La Biennale de São Paulo a choisi cette année de présenter pour la première fois au public brésilien No Passara, un travail que Leila Alaoui réalisa en 2008 auprès de jeunes Marocains rêvant de franchir le détroit de Gibraltar. Dans ces clichés, l’artiste capturait une attente suspendue : garçons et adolescents posés au bord de la mer, leurs regards fixés vers une Europe toute proche, visible à l’œil nu, mais inaccessible sans risque de mort.

Le choix de montrer ces photographies au Brésil, à des milliers de kilomètres du Maghreb, rappelle que les frontières sont des réalités universelles et que la migration n’est pas seulement une question de chiffres ou de statistiques, mais aussi d’images et de mémoire. Alaoui, disparue brutalement lors d’un attentat à Ouagadougou en 2016, avait compris que l’appareil photo pouvait devenir un miroir, capable de transformer les anonymes en figures de dignité.

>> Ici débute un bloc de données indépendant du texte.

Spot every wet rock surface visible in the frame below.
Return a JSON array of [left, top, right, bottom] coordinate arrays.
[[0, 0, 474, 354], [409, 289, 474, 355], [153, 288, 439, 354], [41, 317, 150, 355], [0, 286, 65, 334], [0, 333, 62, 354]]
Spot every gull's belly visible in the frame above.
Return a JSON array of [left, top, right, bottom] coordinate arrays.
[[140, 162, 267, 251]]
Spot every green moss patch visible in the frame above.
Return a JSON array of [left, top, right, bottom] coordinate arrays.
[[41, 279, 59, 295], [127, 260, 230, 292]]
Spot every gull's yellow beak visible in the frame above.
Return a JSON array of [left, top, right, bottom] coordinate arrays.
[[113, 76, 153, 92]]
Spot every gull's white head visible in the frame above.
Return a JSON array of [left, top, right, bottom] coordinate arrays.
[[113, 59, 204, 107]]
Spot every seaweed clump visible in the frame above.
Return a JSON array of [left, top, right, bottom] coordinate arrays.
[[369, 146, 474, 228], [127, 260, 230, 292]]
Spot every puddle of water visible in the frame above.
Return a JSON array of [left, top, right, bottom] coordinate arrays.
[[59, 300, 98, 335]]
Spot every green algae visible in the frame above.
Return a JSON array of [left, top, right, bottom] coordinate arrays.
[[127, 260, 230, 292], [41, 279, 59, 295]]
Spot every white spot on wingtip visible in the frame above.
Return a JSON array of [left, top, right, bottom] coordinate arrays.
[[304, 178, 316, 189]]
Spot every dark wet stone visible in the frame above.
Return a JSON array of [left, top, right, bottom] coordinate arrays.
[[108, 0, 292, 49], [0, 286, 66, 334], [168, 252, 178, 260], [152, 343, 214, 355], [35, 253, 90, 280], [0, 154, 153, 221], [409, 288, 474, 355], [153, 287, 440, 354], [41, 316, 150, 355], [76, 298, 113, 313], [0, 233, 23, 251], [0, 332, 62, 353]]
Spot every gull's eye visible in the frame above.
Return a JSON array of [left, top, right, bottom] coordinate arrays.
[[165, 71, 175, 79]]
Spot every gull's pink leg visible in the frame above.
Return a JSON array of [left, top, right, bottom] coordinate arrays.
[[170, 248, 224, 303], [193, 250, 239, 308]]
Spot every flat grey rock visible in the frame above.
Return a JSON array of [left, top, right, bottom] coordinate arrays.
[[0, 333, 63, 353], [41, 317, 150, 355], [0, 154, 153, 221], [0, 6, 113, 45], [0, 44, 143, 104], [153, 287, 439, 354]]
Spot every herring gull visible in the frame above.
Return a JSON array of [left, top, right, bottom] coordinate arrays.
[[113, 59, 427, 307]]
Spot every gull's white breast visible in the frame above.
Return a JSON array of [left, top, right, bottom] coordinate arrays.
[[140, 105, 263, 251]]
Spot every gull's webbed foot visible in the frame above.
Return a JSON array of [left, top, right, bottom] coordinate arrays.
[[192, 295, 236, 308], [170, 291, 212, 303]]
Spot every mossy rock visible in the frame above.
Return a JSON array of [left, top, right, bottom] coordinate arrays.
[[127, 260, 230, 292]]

L’esthétique de No Passara repose sur une simplicité radicale : des silhouettes contre le ciel, des murs recouverts de graffitis, des paysages marqués par la promesse d’un ailleurs. L’absence de mise en scène confère aux clichés une force documentaire et une charge symbolique. Derrière chaque visage se lit une tension entre immobilité et désir, entre résignation et espérance. Ce sont des portraits qui parlent moins de l’Europe que du poids des frontières invisibles qui régissent nos vies.

L’exposition prend aussi une valeur politique implicite. En donnant visibilité à ces jeunes en marge, Alaoui rappelait que le privilège d’un passeport peut décider d’un destin. Elle-même, franco-marocaine, pouvait franchir sans difficulté les mêmes lignes géographiques qui condamnaient d’autres à la clandestinité. Ce contraste, qu’elle a toujours revendiqué, faisait de son œuvre un acte de conscience.

Aujourd’hui, alors que les débats sur la migration traversent le Maghreb, l’Europe et l’Amérique latine, les photographies de Leila Alaoui trouvent une actualité troublante. Elles posent une question qui dépasse l’art : pourquoi tant de vies doivent-elles se risquer à l’océan, alors que d’autres traversent ces mêmes espaces avec la légèreté d’un billet d’avion ?

La Biennale de São Paulo, en inscrivant No Passara dans son programme, ne célèbre pas seulement une artiste prématurément disparue. Elle offre au public une réflexion sur les fractures du monde contemporain et rappelle, à travers l’œil d’Alaoui, que l’exil n’est pas une abstraction mais un drame humain inscrit dans des visages concrets.

Leila Alaoui avait à peine trente-trois ans lorsqu’elle fut assassinée. Pourtant, son œuvre continue de circuler et d’interpeller, comme une mémoire visuelle que ni la violence ni l’oubli n’ont pu effacer.